Given the wildly inaccurate description of the TANF Emergency Fund on the “YouCut” website, the vote to eliminate the program is meaningless. Far from a “backdoor way to undo” welfare reform, the fund has enabled states to expand work-focused programs within TANF despite high unemployment and a weak economy.
Here are the facts:
- The Emergency Fund will enable states to place 186,000 unemployed individuals in subsidized jobs by the end of the summer. It’s the largest subsidized employment effort states have ever taken under TANF, the national block grant created by the 1996 welfare reform law. (More details here and here). A large share of the jobs are in the private sector.
- The claim that the Emergency Fund “incentivizes states to increase their welfare caseloads” is simply wrong. States don’t have to increase their caseloads to qualify for money from the Emergency Fund. In fact, some states whose caseloads have sharply declined despite the recession have used money from the fund to help create subsidized jobs for low-income parents and youth or to provide one-time assistance to families in crisis (such as help paying a back rent or utility bill for a family facing eviction). In addition, states have to contribute 20 percent of the costs.

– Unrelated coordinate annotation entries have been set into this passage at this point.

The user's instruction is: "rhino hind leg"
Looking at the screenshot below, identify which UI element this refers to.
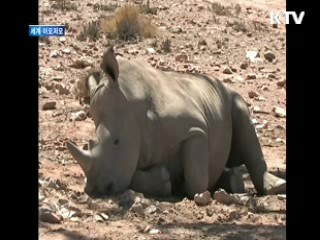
[227,93,286,195]
[130,166,172,197]
[183,132,209,199]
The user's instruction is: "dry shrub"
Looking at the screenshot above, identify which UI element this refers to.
[102,4,157,41]
[77,21,100,41]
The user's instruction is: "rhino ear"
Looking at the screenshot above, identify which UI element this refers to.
[100,46,119,82]
[67,142,92,173]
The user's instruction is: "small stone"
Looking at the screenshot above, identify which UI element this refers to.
[42,102,56,110]
[252,106,261,113]
[247,73,257,80]
[222,77,232,83]
[69,59,93,69]
[99,213,109,221]
[55,83,70,95]
[147,48,156,54]
[248,91,259,98]
[222,67,232,74]
[149,228,160,234]
[246,51,260,62]
[278,194,287,200]
[267,73,276,79]
[273,107,286,118]
[257,96,266,102]
[94,214,103,222]
[277,79,286,87]
[62,48,71,54]
[251,118,259,125]
[213,189,234,205]
[50,50,59,58]
[213,66,220,72]
[198,39,208,46]
[39,209,61,223]
[234,76,244,83]
[194,191,212,206]
[59,37,67,42]
[144,205,157,214]
[71,111,87,121]
[264,51,276,62]
[206,208,213,217]
[175,54,188,62]
[51,76,63,82]
[130,202,144,214]
[276,138,286,143]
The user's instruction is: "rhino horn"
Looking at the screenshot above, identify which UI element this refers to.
[88,75,100,94]
[100,47,119,82]
[67,142,92,173]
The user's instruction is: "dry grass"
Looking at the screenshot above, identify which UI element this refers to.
[211,2,232,16]
[77,21,101,41]
[102,4,157,41]
[92,3,118,12]
[161,38,171,52]
[51,0,78,11]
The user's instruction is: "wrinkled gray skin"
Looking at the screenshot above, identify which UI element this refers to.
[67,48,286,198]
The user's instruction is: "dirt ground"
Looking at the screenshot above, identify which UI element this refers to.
[39,0,286,240]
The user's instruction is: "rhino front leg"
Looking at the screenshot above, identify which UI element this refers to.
[183,132,209,199]
[131,166,171,197]
[228,94,286,194]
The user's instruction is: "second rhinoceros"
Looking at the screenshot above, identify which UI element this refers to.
[67,47,286,198]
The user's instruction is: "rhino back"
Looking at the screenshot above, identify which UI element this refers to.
[118,59,232,184]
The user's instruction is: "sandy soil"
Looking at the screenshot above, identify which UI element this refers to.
[39,0,286,240]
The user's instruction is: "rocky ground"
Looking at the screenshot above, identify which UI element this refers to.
[39,0,286,240]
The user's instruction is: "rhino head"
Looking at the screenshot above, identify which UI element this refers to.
[67,48,140,197]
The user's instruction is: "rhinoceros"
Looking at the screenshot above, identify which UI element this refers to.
[67,47,286,198]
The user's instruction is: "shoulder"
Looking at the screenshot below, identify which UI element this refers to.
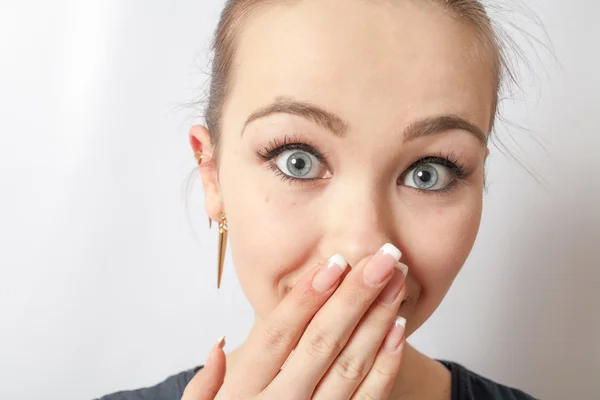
[98,368,200,400]
[440,360,535,400]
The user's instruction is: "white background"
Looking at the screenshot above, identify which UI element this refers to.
[0,0,600,400]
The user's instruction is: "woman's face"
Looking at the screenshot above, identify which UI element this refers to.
[198,0,495,334]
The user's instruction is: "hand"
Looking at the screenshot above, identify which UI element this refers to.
[182,244,407,400]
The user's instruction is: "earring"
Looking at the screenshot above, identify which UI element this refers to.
[217,213,228,289]
[194,151,202,164]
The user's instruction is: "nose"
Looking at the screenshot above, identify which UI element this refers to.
[321,181,400,266]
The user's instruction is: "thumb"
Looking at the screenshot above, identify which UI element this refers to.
[181,336,226,400]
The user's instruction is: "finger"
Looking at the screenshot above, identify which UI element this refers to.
[352,317,406,400]
[181,337,226,400]
[272,244,401,396]
[225,255,348,395]
[313,269,407,400]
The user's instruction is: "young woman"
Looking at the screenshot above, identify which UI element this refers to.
[104,0,531,400]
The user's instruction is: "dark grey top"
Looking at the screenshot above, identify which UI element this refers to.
[99,360,535,400]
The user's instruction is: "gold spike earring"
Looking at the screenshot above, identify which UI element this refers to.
[194,151,227,289]
[217,213,228,289]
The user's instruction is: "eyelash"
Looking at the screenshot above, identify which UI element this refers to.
[398,152,468,195]
[257,136,467,195]
[257,136,331,185]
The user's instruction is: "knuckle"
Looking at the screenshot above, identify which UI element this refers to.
[355,392,379,400]
[334,353,369,382]
[306,328,341,358]
[371,360,398,382]
[263,321,292,350]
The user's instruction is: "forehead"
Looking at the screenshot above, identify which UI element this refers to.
[230,0,495,131]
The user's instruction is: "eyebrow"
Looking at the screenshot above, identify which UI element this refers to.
[242,97,488,145]
[242,97,348,137]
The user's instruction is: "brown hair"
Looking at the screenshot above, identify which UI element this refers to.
[204,0,514,156]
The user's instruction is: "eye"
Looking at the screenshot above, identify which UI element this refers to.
[402,162,456,191]
[275,150,326,179]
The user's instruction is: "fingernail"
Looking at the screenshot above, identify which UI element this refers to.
[213,336,225,349]
[204,336,225,367]
[363,243,402,286]
[383,317,406,353]
[312,254,348,293]
[379,268,404,306]
[396,262,408,278]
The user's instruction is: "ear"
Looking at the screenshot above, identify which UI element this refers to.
[190,125,223,221]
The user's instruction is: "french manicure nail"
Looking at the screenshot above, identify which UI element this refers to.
[379,269,404,306]
[204,336,225,367]
[214,336,225,349]
[312,254,348,293]
[363,243,402,286]
[383,317,406,353]
[380,243,402,261]
[396,262,408,278]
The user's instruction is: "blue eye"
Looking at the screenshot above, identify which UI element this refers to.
[402,162,456,191]
[275,150,324,179]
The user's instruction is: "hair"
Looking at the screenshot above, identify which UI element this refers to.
[204,0,516,158]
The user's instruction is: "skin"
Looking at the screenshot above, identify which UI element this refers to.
[190,0,495,399]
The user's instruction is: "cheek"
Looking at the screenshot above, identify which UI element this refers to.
[402,189,481,292]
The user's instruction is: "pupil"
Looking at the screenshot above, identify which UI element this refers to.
[418,171,431,183]
[292,158,306,170]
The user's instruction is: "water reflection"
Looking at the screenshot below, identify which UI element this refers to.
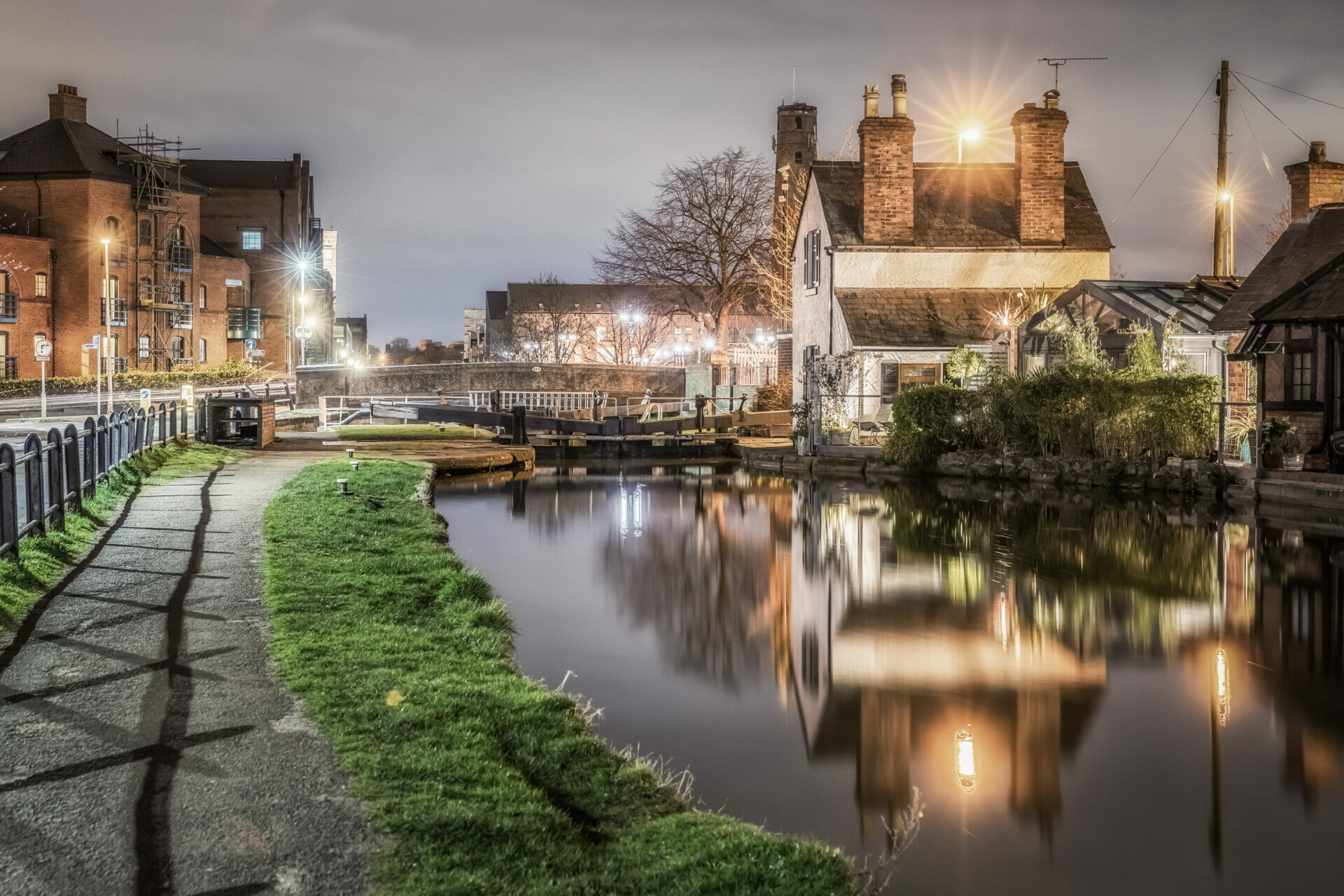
[441,468,1344,892]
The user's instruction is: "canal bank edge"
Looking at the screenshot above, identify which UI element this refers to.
[262,459,859,896]
[736,446,1254,498]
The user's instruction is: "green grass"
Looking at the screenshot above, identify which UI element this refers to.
[336,423,488,442]
[263,461,858,896]
[0,442,242,629]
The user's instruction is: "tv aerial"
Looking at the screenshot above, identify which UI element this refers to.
[1036,57,1109,90]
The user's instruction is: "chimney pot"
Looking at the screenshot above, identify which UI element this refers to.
[891,75,906,118]
[47,85,89,121]
[863,85,882,118]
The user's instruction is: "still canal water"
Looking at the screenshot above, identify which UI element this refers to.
[438,468,1344,895]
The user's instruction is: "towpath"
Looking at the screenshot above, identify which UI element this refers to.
[0,454,370,896]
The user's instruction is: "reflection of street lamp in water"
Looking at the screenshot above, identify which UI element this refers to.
[957,728,976,794]
[1214,648,1233,725]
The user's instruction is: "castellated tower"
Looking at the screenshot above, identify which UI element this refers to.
[773,102,817,288]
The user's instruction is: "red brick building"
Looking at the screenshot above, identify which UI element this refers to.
[0,85,330,377]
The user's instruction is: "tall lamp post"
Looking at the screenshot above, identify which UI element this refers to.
[98,237,113,416]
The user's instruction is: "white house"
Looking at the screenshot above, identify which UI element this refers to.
[793,75,1112,414]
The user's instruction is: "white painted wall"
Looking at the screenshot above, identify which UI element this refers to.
[818,247,1110,289]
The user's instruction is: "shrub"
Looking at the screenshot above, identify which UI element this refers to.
[751,379,793,411]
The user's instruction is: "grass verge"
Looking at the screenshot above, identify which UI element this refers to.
[336,423,486,442]
[0,442,241,629]
[263,459,856,896]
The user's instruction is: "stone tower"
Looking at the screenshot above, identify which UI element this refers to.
[773,102,817,282]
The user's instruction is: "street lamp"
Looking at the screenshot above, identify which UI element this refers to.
[98,237,111,416]
[957,129,980,165]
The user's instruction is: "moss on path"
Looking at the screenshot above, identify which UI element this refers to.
[263,461,856,896]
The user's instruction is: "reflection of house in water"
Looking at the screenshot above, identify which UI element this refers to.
[792,484,1106,832]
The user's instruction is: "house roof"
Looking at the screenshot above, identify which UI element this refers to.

- Individuals receiving TANF assistance funded through the Emergency Fund must meet the same stringent work requirements imposed on other TANF recipients. They have 12 weeks to find a job — an extremely difficult task in today’s labor market — after which they must meet their work requirement through other work activities, such as unpaid work. A limited number of recipients may be permitted to pursue short-term education and training.
The nation’s governors know the facts about the TANF Emergency Fund, and that’s why both Democratic and Republican governors — such as Haley Barbour, Governor of Mississippi (and former head of the Republican National Committee) — have called on Congress to extend it.